Fischer explained that a warming world boosts heat waves in a few ways. For one, weather patterns are starting at a warmer baseline, as global temperatures have risen roughly 2 degrees Fahrenheit since the preindustrial era. High-pressure systems responsible for the heat waves, sometimes called heat domes, can also suck in warmer air. Drier land also decreases evaporation and allows for more direct heating of the air and ground.

“The exact same weather system is happening in a substantially warmer background climate,” said Fischer. “Warm air that is sucked in is also warmer. The land certainly is hotter, so the whole thing can actually amplify.”

In the new study, Fischer and his colleagues set out to predict large record-breaking heat waves using current climate models. The team modeled 1,000 years of today’s climate to simulate the Pacific Northwest heat wave and found very intense heat waves occurred, but the heat waves still weren’t as extreme as observed - not terribly surprising.

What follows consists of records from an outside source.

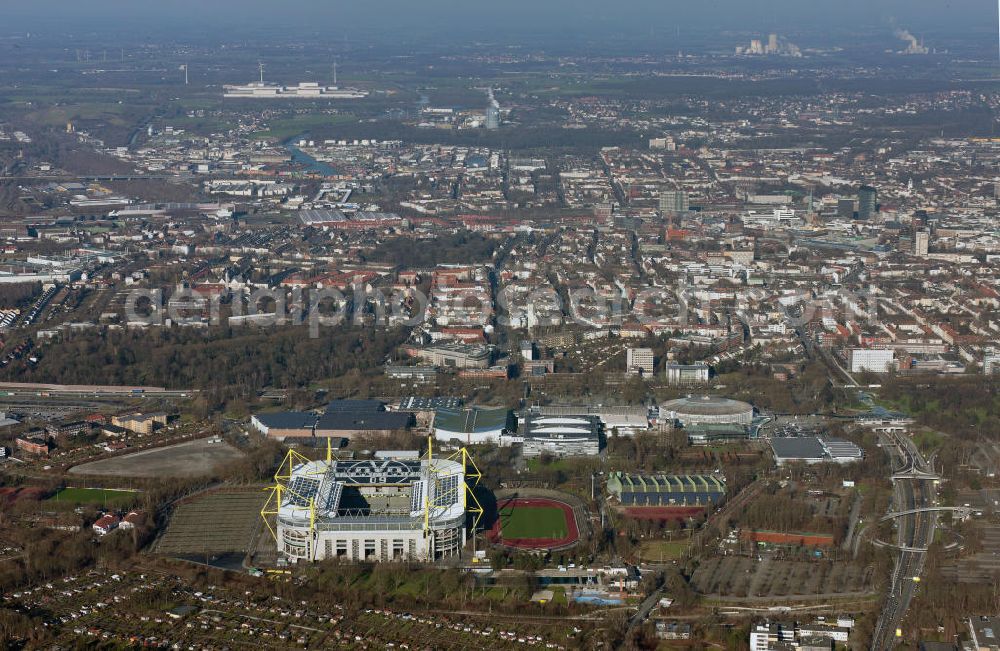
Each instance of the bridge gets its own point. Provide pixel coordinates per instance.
(913, 473)
(902, 548)
(962, 511)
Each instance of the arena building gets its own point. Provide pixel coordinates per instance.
(707, 409)
(372, 510)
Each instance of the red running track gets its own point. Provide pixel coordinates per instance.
(572, 533)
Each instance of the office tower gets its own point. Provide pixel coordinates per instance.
(867, 202)
(673, 203)
(492, 113)
(845, 208)
(639, 361)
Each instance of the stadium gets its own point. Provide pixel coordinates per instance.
(537, 520)
(707, 409)
(372, 510)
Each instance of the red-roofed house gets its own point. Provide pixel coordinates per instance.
(106, 524)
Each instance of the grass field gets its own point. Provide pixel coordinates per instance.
(662, 550)
(533, 522)
(97, 496)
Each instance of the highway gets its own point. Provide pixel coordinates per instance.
(915, 533)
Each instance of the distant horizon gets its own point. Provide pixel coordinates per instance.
(234, 19)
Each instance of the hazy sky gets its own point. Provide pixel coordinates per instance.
(458, 17)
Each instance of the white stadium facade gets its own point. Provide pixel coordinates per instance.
(696, 410)
(371, 510)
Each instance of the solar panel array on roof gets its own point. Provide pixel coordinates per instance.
(301, 490)
(329, 496)
(446, 490)
(389, 471)
(417, 497)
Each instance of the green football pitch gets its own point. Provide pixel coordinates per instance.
(98, 496)
(533, 522)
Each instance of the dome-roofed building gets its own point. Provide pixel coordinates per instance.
(707, 409)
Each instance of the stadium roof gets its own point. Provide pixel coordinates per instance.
(707, 406)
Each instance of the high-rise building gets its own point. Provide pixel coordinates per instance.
(845, 208)
(639, 361)
(921, 243)
(867, 202)
(492, 113)
(673, 202)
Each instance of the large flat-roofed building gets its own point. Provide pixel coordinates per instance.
(351, 420)
(560, 436)
(708, 433)
(707, 409)
(342, 419)
(639, 361)
(372, 510)
(681, 374)
(473, 426)
(814, 449)
(454, 355)
(876, 360)
(624, 420)
(666, 490)
(285, 424)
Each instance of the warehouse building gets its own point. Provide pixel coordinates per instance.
(352, 418)
(474, 426)
(666, 490)
(814, 449)
(345, 419)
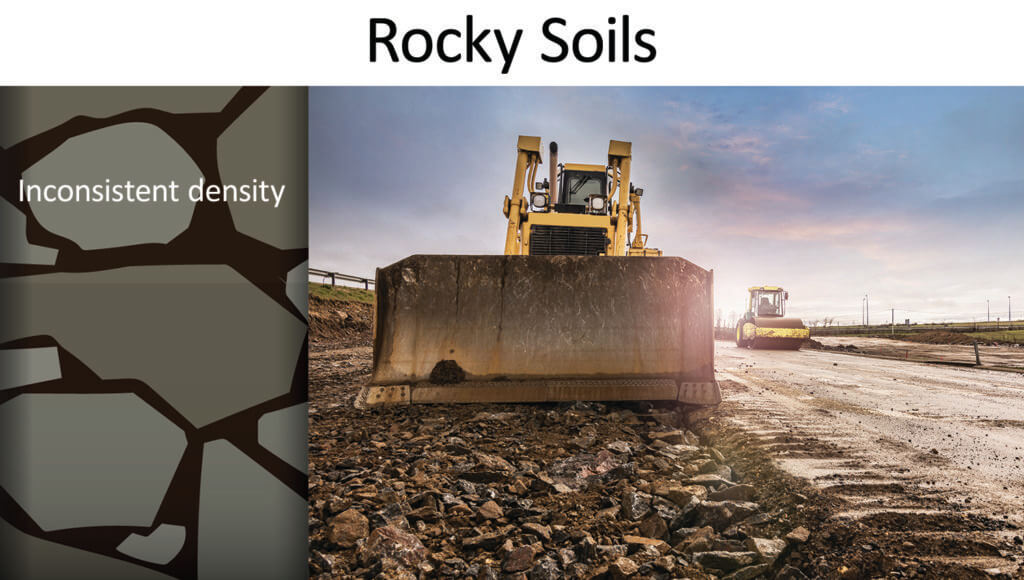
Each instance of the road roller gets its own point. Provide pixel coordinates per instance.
(764, 324)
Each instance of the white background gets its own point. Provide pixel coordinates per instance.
(327, 43)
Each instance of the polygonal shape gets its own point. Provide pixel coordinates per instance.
(202, 336)
(159, 547)
(134, 152)
(86, 460)
(284, 433)
(14, 246)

“When we run climate models, we get snapshots of how the weather could play out in the future, but limited computing resources means we only get a limited set of snapshots,” Ham said. “This means that we might well never see in the models the most extreme weather that we will experience in reality.”

Fischer said running more simulations “may become really expensive,” so they tried a different focused approach to push the climate model to its limits. They picked the worst-case scenario in the previous model runs. Then, they restarted the model two to three weeks before the worst-case scenario occurred to produce thousands of outputs. Not only were they able to reproduce the extreme scenarios, but they produced events that were even hotter.

Fischer said that, by comparing the various scenarios, they are also able to understand the drivers that make one event more extreme than another.

Perhaps shockingly, it didn’t take much to push heat events to record territory. With nothing more than a butterfly effect, just a tiny random perturbation to the initial atmospheric conditions, they were able to match or exceed the Pacific Northwest heat wave, he said.

“It just means that by chance, things have could have turned out even worse,” Fischer said.

Ham said this approach is not a finished technique, but the research “is key in demonstrating that such predictions are possible and showing at least part of how they could be done.” But, he said, by choosing which simulations to run to demonstrate what weather is possible, it’s also harder to say how likely that weather is. Instead, the authors can just label an event as unlikely, or a 1,000-year or even 10,000-year event.

Fischer said this study is just a starting point and they welcome other researchers’ perspectives and modeling techniques to ascertain these new climate-fueled heat waves.